UCL is not alone – just under half of the country's major hospitals are treating more COVID-19 patients than at the peak of the first wave of the virus in April and May, amid increasing infections from the new strain, as well as staff shortages.  

 

 

On Thursday, the UK reported a record 55,892 new coronavirus cases, the highest daily total, with 964 deaths. This comes as new analysis by researchers at Imperial College London said the new strain of the virus was more transmissible than previous ones.

Meanwhile, an argument has broken out between the doctors union, the British Medical Association (BMA) and the government, after the BMA criticized new plans in the administering of vaccine jabs.

Initially patients were to be given two doses of the Pfizer-BioNTech jab three weeks apart, however both the Pfizer and the Oxford-AstraZeneca jabs will now be given up to 12 weeks apart.

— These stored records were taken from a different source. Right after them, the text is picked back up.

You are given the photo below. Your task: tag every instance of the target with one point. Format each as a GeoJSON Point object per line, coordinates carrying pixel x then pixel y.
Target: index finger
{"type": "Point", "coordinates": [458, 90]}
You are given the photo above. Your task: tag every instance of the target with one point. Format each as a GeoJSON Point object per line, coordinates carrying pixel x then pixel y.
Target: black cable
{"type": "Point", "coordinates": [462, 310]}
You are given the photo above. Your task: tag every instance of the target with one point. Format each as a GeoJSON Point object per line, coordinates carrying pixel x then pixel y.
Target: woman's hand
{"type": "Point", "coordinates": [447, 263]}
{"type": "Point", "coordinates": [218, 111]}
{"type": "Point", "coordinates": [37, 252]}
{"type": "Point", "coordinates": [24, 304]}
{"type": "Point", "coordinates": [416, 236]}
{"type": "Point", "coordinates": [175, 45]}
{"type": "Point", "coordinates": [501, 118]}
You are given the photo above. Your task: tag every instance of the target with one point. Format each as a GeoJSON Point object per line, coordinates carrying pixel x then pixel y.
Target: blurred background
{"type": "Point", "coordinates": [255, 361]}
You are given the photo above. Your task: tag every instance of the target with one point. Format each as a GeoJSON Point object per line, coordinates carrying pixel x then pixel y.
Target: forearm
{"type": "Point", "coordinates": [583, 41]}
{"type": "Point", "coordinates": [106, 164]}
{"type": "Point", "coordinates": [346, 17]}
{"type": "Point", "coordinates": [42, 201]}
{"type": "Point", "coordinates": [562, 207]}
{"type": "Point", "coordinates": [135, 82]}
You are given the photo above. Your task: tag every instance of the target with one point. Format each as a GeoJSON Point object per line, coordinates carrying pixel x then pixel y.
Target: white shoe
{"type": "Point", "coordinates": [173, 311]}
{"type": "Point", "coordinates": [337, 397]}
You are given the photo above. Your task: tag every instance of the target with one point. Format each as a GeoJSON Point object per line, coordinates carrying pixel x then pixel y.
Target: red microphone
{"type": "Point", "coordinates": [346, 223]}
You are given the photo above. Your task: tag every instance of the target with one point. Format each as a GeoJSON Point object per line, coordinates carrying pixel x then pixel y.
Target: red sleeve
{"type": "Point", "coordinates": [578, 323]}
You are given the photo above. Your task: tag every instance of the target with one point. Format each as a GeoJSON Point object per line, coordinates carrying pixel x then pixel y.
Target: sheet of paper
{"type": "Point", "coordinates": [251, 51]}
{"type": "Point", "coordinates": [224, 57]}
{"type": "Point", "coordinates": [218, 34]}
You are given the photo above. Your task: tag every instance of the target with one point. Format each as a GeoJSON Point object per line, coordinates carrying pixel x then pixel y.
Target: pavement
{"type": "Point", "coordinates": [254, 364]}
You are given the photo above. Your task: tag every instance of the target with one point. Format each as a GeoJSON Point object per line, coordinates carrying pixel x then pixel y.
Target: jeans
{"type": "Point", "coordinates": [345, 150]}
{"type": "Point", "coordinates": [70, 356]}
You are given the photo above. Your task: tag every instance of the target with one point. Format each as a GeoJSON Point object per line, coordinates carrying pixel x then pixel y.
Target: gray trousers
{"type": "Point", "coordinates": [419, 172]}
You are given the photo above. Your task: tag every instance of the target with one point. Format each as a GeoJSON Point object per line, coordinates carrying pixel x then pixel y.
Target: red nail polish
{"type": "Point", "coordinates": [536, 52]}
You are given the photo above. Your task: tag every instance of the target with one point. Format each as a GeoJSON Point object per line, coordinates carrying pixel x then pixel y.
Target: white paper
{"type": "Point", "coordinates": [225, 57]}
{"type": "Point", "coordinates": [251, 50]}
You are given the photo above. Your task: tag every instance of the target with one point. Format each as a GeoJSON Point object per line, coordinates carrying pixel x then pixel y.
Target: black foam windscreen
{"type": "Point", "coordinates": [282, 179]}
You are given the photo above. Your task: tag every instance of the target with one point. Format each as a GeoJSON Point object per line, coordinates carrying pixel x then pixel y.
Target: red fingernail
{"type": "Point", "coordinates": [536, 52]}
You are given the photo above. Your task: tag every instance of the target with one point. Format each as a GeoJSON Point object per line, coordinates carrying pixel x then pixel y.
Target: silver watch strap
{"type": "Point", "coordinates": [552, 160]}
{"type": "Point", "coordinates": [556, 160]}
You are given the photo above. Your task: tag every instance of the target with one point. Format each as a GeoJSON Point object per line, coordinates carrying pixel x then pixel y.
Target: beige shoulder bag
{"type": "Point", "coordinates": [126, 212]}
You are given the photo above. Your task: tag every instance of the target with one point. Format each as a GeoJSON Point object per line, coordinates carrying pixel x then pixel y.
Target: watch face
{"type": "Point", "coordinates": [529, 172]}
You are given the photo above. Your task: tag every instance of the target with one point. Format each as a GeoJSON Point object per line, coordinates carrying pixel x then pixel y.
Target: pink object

The BMA said canceling appointments already made for a second jab is "grossly unfair," however, in response, England's chief medical officer Chris Whitty warned that vaccine shortages would be a problem for months to come and the new priority is to get the most people vaccinated. "Vaccine shortage is a reality that cannot be wished away," he wrote in a letter to the BMA.

Pfizer has said it has only tested their vaccine's efficacy when given 21 days apart. However, government officials insist the great majority of initial protection comes from the first jab.

Around 700,000 people have been given a first dose of the Pfizer vaccine. The rollout of the newly-approved Oxford-AstraZeneca jab is set to begin on Monday.